Anthony Balboa is a constitutional lawyer, and looks it: sharp gray three-piece suit, bound books behind a big oak desk, retro glasses with built-in visual overlay tech. He leans toward you.
"The big constitutional issue," he says, "is, does the individual's right to bear arms - assuming that there is one, which is not an uncontroversial view - does it extend to one's Guplicate, or not? On the one side, it's argued that since crimes committed via Guplicate are prosecuted as if they were committed in person, the reverse also applies; rights which apply in person also apply via Guplicate.

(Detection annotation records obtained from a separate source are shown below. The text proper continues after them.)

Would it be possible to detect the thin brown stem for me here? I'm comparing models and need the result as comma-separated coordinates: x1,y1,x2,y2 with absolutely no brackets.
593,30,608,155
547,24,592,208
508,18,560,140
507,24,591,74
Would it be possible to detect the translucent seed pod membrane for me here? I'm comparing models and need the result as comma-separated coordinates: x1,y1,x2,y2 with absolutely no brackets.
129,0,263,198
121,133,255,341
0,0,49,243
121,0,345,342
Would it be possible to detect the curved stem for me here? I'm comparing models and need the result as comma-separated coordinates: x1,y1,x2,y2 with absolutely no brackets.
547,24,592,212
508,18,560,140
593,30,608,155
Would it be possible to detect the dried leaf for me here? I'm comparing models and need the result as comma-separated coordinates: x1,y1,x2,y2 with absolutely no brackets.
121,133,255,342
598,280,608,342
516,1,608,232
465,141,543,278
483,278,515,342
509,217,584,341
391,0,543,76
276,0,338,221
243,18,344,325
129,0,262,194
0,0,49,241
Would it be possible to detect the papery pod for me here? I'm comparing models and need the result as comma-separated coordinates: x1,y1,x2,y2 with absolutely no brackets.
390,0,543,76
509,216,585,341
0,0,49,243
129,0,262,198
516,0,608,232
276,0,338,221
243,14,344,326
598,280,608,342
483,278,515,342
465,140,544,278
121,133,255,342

Against this, it's argued that a Guplicate is merely a tool, that applying the right to bear arms to it is no different from applying it to, say, a remote-controlled aircraft."

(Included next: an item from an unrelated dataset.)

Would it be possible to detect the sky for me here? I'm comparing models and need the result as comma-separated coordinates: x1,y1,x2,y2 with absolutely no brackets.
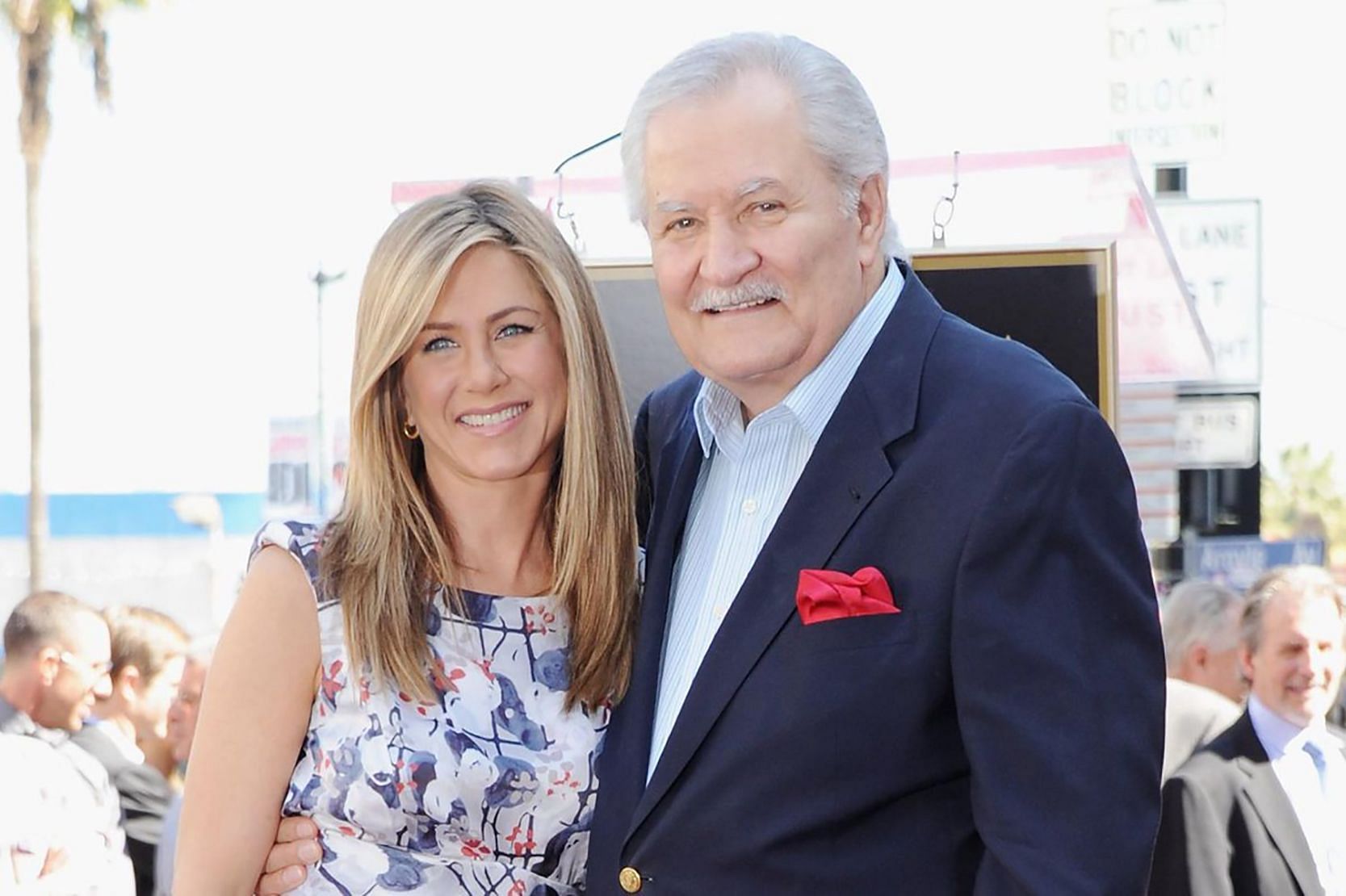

Cut to archive footage of the Supreme Court trial Jimson et al. v. State of Nebraska. Balboa is presenting his closing arguments.

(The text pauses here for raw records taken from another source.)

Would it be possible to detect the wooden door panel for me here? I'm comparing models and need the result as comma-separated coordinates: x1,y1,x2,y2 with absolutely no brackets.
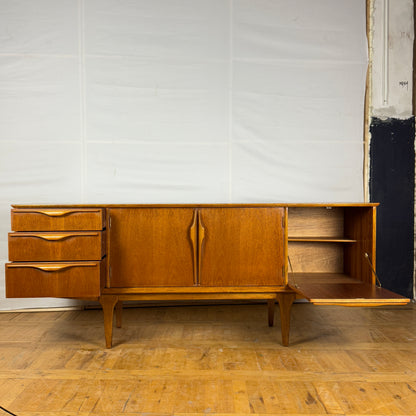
199,207,285,286
109,208,195,287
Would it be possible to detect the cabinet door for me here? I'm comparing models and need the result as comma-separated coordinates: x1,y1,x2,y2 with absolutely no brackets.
109,208,195,287
199,208,285,286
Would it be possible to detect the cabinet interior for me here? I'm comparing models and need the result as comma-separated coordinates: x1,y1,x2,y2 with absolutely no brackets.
288,207,375,283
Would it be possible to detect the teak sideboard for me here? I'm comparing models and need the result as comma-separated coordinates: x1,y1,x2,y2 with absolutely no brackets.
6,204,409,348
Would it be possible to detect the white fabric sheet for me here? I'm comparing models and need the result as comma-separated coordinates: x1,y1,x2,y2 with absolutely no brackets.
0,0,367,309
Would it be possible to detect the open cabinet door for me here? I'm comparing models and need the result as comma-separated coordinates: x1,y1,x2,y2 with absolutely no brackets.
288,273,410,306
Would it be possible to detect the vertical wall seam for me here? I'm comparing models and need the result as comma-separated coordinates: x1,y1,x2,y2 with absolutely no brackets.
363,0,374,202
228,0,234,203
78,0,87,203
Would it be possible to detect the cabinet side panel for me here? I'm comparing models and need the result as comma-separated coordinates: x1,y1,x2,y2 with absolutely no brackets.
344,207,376,284
200,208,285,287
109,208,194,287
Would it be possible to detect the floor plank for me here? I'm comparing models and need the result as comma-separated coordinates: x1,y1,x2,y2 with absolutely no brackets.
0,303,416,416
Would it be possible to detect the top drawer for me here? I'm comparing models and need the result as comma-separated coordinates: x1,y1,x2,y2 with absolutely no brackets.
11,208,105,231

"The pro-gun lobby has a saying," he says in oratory tones. "'Guns don't kill people; people kill people.' In other words, a gun is a tool, without moral culpability; moral culpability - and rights - belong to legal persons, not to tools. In exactly the same way, a Guplicate is a tool. It is not prosecuted for crimes; its operator is. And so, it does not have rights; its operator does. Its operator's rights do not extend to it, and so I submit that this Court should rule that the right to bear arms as a natural person and a citizen does not extend to any Guplicate under that citizen's control."
Back to Balboa's office. "We won Jimson," he says. "But it's still controversial. Farmers like Jimson want to be able to patrol their own properties with weapons if they expect attempted thefts, and they want to be able to do so in safety, which means, by Guplicate. On the face of it this isn't unreasonable, but we had to make the constitutional point. It's not acceptable in our society to have armed, privately owned Guplicates wandering about, particularly because there is no reliable way as yet to authenticate who is actually in control of them."
Back to Daji.
"The May 7 terrorists were disgruntled ex-US military, mostly from Gulf War 3," he says. "They were controlling their Guplicates from just a few streets away. But apart from a bit of satellite lag, there's nothing to prevent someone in, oh, let's say, to take a random example, Saudi Arabia or Yemen, doing exactly the same. Of course all Guplicates display standard metadata showing the location of their operators, but the system's quite hackable by a determined professional; I'm not a cybercrime expert, obviously, but I understand that there's only so much you can do to prevent that, and it's never going to be enough. Our only protection is to forbid Guplicates from carrying any kind of offensive weaponry, and to be ready to spot them doing so and bring them down immediately. There's only so much you can do to prevent them, but we do everything we can. I mean, there was that serial killer, the Cornell Suffocater, who covered his victims' mouths and noses with Gu. How do you stop that? But it's not going to be an effective terrorist tactic against a mass target, is it?"